Albers moved from student to teacher at the school. Combining traditional and innovative materials such as cotton, cellophane, jute and twisted paper, Albers created modernist designs that played with texture, weight, colour, space and light.
Albers is known for introducing innovative materials to textiles as well as for bringing textiles into the art canon. Weaving has been practiced for centuries, and the Western world has deemed it women’s work. She brought textile work to the forefront of culture as an important art form.
The artist’s textiles feature crisscrossing lines and shapes woven on a loom, which progressed as she moved from teaching at Bauhaus to Black Mountain College and worked on individual projects.
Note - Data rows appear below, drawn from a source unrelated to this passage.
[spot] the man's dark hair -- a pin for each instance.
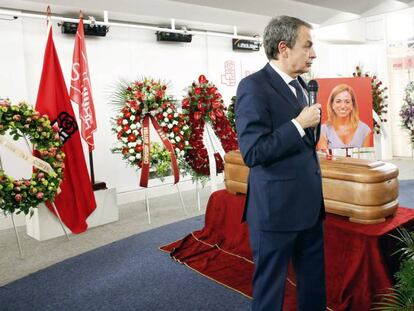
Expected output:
(281, 28)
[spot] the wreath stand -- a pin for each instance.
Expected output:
(211, 149)
(12, 214)
(14, 225)
(53, 203)
(147, 205)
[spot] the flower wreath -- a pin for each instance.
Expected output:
(407, 111)
(144, 101)
(22, 195)
(205, 104)
(378, 97)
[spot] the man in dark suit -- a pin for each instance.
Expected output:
(284, 204)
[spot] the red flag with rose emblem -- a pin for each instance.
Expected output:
(76, 201)
(80, 88)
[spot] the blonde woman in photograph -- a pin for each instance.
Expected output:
(343, 129)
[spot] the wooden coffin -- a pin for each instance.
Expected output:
(364, 191)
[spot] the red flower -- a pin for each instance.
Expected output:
(197, 115)
(202, 79)
(212, 116)
(186, 103)
(132, 137)
(216, 104)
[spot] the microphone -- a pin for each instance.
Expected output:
(312, 91)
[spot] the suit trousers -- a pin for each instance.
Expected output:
(272, 252)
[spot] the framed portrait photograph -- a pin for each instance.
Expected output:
(346, 113)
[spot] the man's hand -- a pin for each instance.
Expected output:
(309, 116)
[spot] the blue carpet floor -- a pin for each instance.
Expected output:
(131, 274)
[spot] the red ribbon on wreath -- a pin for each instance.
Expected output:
(203, 104)
(147, 154)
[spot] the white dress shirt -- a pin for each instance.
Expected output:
(287, 79)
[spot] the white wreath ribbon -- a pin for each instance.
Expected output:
(213, 145)
(28, 157)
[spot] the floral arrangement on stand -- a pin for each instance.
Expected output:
(160, 161)
(141, 102)
(231, 114)
(407, 111)
(401, 295)
(25, 194)
(378, 97)
(204, 103)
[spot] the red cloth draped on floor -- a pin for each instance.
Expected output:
(355, 269)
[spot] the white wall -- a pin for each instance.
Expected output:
(122, 54)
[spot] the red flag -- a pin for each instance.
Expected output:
(76, 201)
(80, 88)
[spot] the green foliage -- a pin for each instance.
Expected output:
(22, 121)
(231, 115)
(401, 296)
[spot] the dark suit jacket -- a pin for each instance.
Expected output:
(284, 185)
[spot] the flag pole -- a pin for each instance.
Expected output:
(91, 168)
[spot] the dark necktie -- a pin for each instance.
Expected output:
(299, 93)
(302, 101)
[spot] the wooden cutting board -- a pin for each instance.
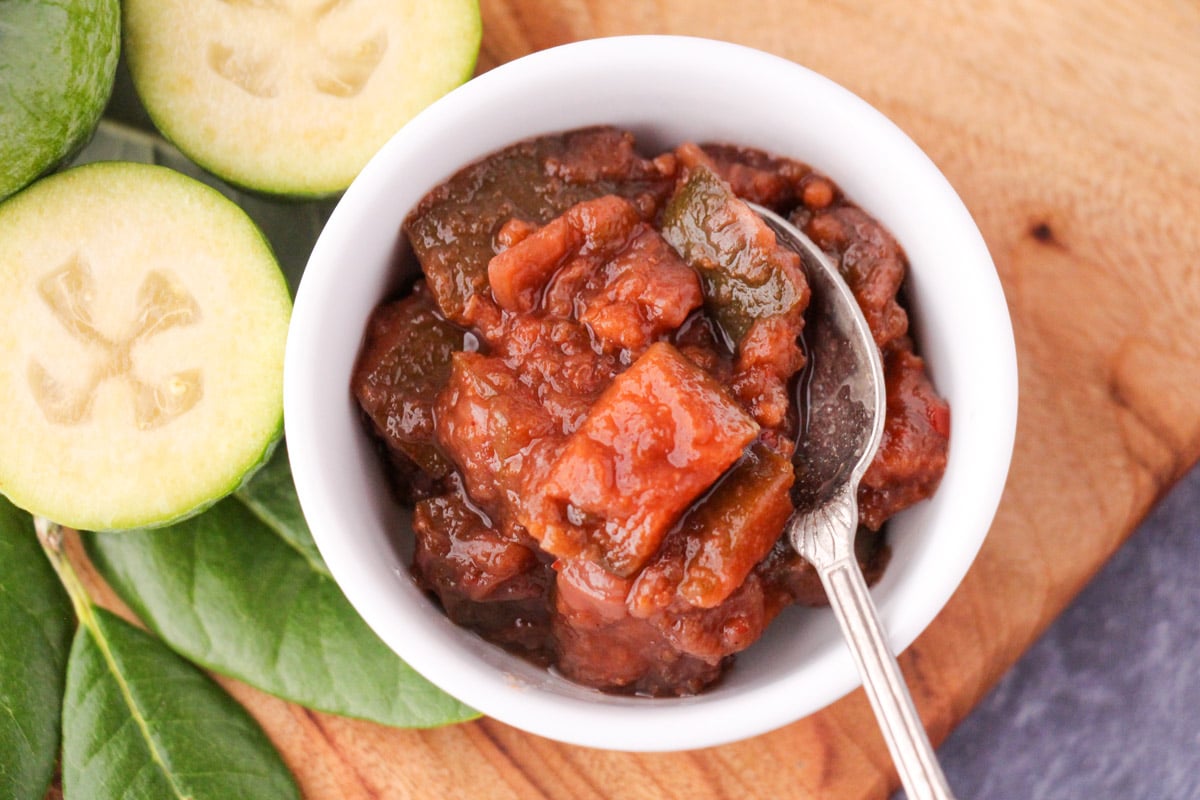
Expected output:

She molded her thin fibers into thick geometric patterns; she tricked the eye with colour; she used maths to lay out her designs, creating pieces so smooth they could be mistaken for the paintings teachers had discouraged her from creating in years past.
During her years at Bauhaus, Albers studied with a cohort of women, including weavers Gunta Stolzl, Otti Berger and Lena Meyer-Bergner. It was at this school that Albers also met her husband Josef Albers, who has often overshadowed her in the historical narrative of the school. However, in 1949 she was the first designer to have a solo exhibition at MoMA, male or female. Albers continued to create art until her death at age 95 in 1994. She switched from the tasking process of weaving to printmaking during the last 30 years of her life.
More than 15 years before exhibiting at MoMA, Albers had already transformed the Bauhaus textile department. Textiles became commercially successful, one of the few Bauhaus art forms to do so, and the art continued to grow. Albers showed that a woman can manoeuvre an unjust environment to forge a path for equality — just as she wove threads to create massive textile designs, Albers wove the perception of an inferior art into something grandiose on a historical scale.
Anni Albers is on at Tate Modern until 27 January 2019.